O julgamento no High Court veio também revelar até que ponto muitos dos militares, polícias e funcionários britânicos implicados no aparato securitário no Quénia estavam cientes da gravidade de muitos dos seus actos, tendo por isso solicitado emendas às disposições legais que regulavam os poderes de emergência, ou mesmo uma cobertura legal retrospectiva, por via de uma extensão das leis de amnistia de 1956. Uma vez mais, alguns dos documentos agora revelados mostram até que ponto altos responsáveis em Londres estavam a par das arbitrariedades do sistema. Num deles, o procurador-geral, referindo-se ao recurso ilegal ao trabalho forçado nos campos de concentração, comentou: "Se vamos pecar, então que o façamos discretamente."

Imediatamente antes da transferência do poder no Quénia, em 1963, foram também tomadas providências para repatriar toda a documentação potencialmente incriminatória para o Reino Unido. Alguma dessa documentação - que compreende mais de 1500 dossiers relativos à "Emergência" queniana (e 8800 relativos a episódios potencialmente melindrosos ocorridos noutras 36 colónias) - foi conservada num complexo governamental em Hanslope Park, no condado de Buckinghamshire, à margem do sistema nacional de arquivos britânico. Muita dessa documentação, até aqui classificada como secreta, está agora a ser passada a pente fino por equipas de investigadores, a fim de se apurar com exactidão o fundamento das queixas apresentadas em tribunal. A revelação de um corpus documental tão vasto e inédito causou consternação e perplexidade. Uma investigação oficial ordenada por William Hague, o secretário de Estado do Foreign Office (e ele próprio um historiador), veio demonstrar que os arquivos nacionais britânicos, em Kew Gardens, se tinham recusado a incorporar esse material, alegadamente por se tratar de um "arquivo colonial", logo não prioritário - explicação tida como pouco convincente. O facto de essa documentação ter há uns anos corrido o risco de ser destruída abalou a confiança de muitos investigadores numa instituição que, na sequência do Freedom of Information Act de 2000, parecia estar a aproximar-se dos regimes de acesso mais liberais que há muito vigoram em arquivos oficiais de outros países (nomeadamente os EUA). Alguns artigos saídos na imprensa, baseados em desclassificações selectivas realizadas pelo FO, sugerem, por exemplo, a possibilidade de a campanha dirigida contra a guerrilha comunista na Malaia (1948-1960) ter sido marcada por diversos episódios de atrocidades sobre populações civis, mas os historiadores suspeitam que podemos estar apenas perante a ponta do icebergue.

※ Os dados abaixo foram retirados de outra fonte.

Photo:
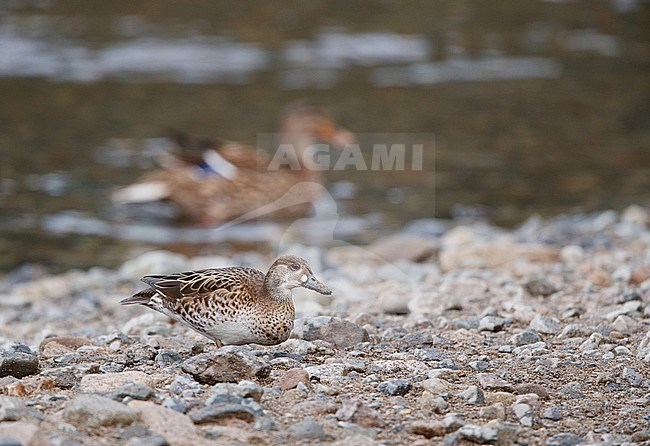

Tudo indica pois que, mais tarde ou mais cedo, uma reavaliação geral da descolonização britânica venha a ter lugar nos próximos anos. Esperar que a historiografia mais nacionalista que ainda hoje pontifica nos media do Reino Unido renuncie de vez aos mitos da benevolência imperial talvez seja pedir de mais; mas uma visão mais crítica e desapaixonada do projecto colonial britânico terá agora outras condições para fazer valer os seus argumentos.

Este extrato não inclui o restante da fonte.